I wouldn't mind contacting Marissa Golden to start a dialogue with her as well.

Here's more things that I've thought of:

Regarding getting the SGA assembly to become involved in the project:

  • SGA Meeting Take-Over: Asking for about 20 (preferably more) minutes in the agenda for one of the meetings on Sundays to discuss these questions. Possibly breaking the assembly into group, starting a dialogue, etc.
    • Update: Date of SGA meeting Take Over will be April 13th at 7PM for 20mins
      • Explain our project (1 minute)
      • Count off into groups of 6 (2-3minutes)
      • Discussion questions, we will walk around to the groups (15minutes)
        • Send questions to SGA a week before (April 6th)
      • Gather papers, inform them of a summary of our findings (1minute)
    • Advertise a week in advance via activities emails and Resco emails!
      • This is so we are getting the students and assembly separate from affinity groups (or at least as separate as we can get it)
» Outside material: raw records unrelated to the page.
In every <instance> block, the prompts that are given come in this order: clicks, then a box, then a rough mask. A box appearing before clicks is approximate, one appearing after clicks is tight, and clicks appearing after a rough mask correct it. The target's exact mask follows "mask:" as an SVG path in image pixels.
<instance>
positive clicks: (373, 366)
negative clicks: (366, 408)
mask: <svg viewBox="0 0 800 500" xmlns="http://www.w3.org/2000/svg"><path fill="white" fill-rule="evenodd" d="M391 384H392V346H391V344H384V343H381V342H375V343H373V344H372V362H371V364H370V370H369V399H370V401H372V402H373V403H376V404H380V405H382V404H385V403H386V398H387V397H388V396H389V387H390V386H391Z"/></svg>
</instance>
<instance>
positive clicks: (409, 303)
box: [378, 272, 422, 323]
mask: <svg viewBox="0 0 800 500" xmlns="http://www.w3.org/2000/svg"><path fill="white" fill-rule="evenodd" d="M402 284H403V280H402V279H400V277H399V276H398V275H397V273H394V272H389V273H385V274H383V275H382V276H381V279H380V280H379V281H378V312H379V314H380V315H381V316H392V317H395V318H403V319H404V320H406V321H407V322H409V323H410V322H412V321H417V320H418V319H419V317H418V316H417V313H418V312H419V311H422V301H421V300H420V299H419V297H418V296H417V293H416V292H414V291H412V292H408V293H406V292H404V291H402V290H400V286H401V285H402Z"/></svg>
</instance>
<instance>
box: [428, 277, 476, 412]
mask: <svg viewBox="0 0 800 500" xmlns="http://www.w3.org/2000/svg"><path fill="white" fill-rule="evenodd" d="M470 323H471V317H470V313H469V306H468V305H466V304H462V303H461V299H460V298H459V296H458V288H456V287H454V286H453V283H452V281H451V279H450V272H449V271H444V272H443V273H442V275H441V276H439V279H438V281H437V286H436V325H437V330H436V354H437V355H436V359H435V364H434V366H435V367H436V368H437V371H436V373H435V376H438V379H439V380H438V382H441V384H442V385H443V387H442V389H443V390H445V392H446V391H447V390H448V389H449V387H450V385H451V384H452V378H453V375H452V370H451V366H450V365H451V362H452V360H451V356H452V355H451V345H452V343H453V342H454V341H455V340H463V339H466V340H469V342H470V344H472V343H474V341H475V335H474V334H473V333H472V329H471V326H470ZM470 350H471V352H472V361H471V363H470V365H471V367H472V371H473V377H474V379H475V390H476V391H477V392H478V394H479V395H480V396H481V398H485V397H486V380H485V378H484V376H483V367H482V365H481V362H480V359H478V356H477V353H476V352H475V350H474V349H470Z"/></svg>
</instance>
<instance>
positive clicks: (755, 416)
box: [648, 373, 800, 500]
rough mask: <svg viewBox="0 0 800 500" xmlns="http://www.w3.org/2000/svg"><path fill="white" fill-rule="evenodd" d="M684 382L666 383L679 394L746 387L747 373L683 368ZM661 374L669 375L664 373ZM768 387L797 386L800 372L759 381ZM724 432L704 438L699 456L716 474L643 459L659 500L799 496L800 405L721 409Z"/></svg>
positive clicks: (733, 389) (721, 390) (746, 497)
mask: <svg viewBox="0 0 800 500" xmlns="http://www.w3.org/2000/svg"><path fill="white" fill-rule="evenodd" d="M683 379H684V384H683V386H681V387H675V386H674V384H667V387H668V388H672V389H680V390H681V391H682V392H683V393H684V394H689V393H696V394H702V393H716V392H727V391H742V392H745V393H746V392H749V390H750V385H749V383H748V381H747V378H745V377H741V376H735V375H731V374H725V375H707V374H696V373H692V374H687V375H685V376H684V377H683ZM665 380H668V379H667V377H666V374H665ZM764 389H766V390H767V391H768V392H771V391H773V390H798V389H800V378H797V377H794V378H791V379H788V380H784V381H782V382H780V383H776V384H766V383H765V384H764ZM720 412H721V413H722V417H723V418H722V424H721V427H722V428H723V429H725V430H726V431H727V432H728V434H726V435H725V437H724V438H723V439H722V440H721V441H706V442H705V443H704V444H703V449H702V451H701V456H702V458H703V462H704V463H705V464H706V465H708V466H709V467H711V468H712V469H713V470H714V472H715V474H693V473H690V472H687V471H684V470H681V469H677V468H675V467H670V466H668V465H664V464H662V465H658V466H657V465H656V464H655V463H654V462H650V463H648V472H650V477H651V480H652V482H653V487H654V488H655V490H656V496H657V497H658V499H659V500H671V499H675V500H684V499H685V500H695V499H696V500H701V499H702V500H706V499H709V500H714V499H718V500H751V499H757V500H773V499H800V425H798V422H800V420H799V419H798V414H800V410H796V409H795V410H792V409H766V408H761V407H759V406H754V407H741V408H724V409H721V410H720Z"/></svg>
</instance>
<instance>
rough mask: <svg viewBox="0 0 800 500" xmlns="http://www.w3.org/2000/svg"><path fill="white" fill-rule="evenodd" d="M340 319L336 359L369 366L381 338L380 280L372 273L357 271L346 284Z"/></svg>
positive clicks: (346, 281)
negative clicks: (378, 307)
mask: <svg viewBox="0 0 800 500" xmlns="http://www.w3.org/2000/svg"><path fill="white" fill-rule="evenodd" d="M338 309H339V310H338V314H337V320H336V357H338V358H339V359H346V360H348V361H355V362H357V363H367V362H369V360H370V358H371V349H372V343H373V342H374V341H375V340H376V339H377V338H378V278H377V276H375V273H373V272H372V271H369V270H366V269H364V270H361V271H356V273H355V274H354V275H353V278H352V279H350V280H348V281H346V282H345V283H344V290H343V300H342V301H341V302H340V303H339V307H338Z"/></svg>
Regarding getting students or group who feel uncomfortable at SGA to become involved in the project:

  • Going to affinity group meetings: For example, going to a Sisterhood meeting and discussing. This would be very tedious and there are many groups on campus so it would be hard.
    • Email the affinity groups + Rainbow alliance, Zami, GenderQuest
    • Lead that discussion in a similar way to the SGA meeting
  • Lead a discussion for Marissa Golden (Poly Sci)’s class
    • Email
jccohen's picture

yes, i see your point

about first years.  And I like the directions you're heading here...  Let me know if you'd like to discuss this further as you move forward.  Ultimately I think it's a promising and important direction for the campus.